You can run any experiment found in configs/experiment. Here are some examples:

  • Train PLM-ICD on MIMIC-III clean on GPU 0: python main.py experiment=mimiciii_clean/plm_icd gpu=0
  • Train CAML on MIMIC-III full on GPU 6: python main.py experiment=mimiciii_full/caml gpu=6
  • Train LAAT on MIMIC-IV ICD-9 full on GPU 6: python main.py experiment=mimiciv_icd9/laat gpu=6
  • Train LAAT on MIMIC-IV ICD-9 full on GPU 6 without weights and biases: python main.py experiment=mimiciv_icd9/laat gpu=6 callbacks=no_wandb trainer.print_metrics=true

Evaluation

If you just want to evaluate the models using the provided model_checkpoints you need to do set trainer.epochs=0 and provide the path to the models checkpoint load_model=path/to/model_checkpoint. Make sure you the correct model-checkpoint with the correct configs.
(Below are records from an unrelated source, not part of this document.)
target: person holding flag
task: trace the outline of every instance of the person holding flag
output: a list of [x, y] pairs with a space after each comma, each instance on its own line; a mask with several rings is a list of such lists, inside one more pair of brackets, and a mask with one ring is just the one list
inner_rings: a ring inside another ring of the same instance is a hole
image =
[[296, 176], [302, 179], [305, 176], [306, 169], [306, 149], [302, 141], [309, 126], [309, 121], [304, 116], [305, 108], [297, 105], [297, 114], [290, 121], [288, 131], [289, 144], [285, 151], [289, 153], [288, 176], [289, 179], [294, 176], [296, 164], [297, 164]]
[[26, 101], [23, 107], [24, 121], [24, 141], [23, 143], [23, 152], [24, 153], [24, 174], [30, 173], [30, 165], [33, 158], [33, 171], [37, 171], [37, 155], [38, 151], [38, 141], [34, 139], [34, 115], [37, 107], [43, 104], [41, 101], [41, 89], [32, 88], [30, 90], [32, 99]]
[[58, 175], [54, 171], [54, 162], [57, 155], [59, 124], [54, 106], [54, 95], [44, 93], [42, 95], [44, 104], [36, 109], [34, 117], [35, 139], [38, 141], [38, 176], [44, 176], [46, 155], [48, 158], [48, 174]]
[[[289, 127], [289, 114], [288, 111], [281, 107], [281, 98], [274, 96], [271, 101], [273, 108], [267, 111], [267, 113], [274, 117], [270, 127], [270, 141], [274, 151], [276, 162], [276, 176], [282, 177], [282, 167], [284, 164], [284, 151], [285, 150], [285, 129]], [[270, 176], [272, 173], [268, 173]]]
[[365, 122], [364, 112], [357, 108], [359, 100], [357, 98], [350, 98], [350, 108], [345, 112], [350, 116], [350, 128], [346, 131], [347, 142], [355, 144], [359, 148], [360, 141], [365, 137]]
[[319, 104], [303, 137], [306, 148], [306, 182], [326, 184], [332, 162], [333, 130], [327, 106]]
Example: Evaluate PLM-ICD on MIMIC-IV ICD-10 on GPU 1: python main.py experiment=mimiciv_icd10/plm_icd gpu=1 load_model=path/to/model_checkpoints/mimiciv_icd10/plm_icd epochs=0

Overview of the repository

configs

We use Hydra for configurations. The condigs for every experiment is found in configs/experiments. Furthermore, the configuration for the sweeps are found in configs/sweeps. We used Weights and Biases Sweeps for most of our experiments.

files

This is where the images and data is stored.

notebooks

The directory only contains one notebook used for the code analysis. The notebook is not aimed to be used by others, but is included for others to validate our data analysis.

prepare_data

The directory contains all the code for preparing the datasets and generating splits.

reports

This is the code used to generate the plots and tables used in the paper. The code uses the Weights and Biases API to fetch the experiment results. The code is not usable by others, but was included for the possibility to validate our figures and tables.

src

This is were the code for running the experiments is found.

tests

The directory contains the unit tests

⚠️ Known issues

  • LAAT and PLM-ICD are unstable. The loss will sometimes diverge during training. The issue seems to be overflow in the softmax function in the label-wise attention. Using batch norm or layer norm before the softmax function might solve the issue. We did not try to fix the issue as we didn't want to change the original method during our reproducibility.
  • The code was only tested on a server with 128 GB RAM. A user with 32 GB RAM reported issues fitting MIMIC-IV into memory.

Acknowledgement

Thank you Sotiris Lamprinidis for providing an efficient implementation of our multi-label stratification algorithm and some data preprocessing helper functions.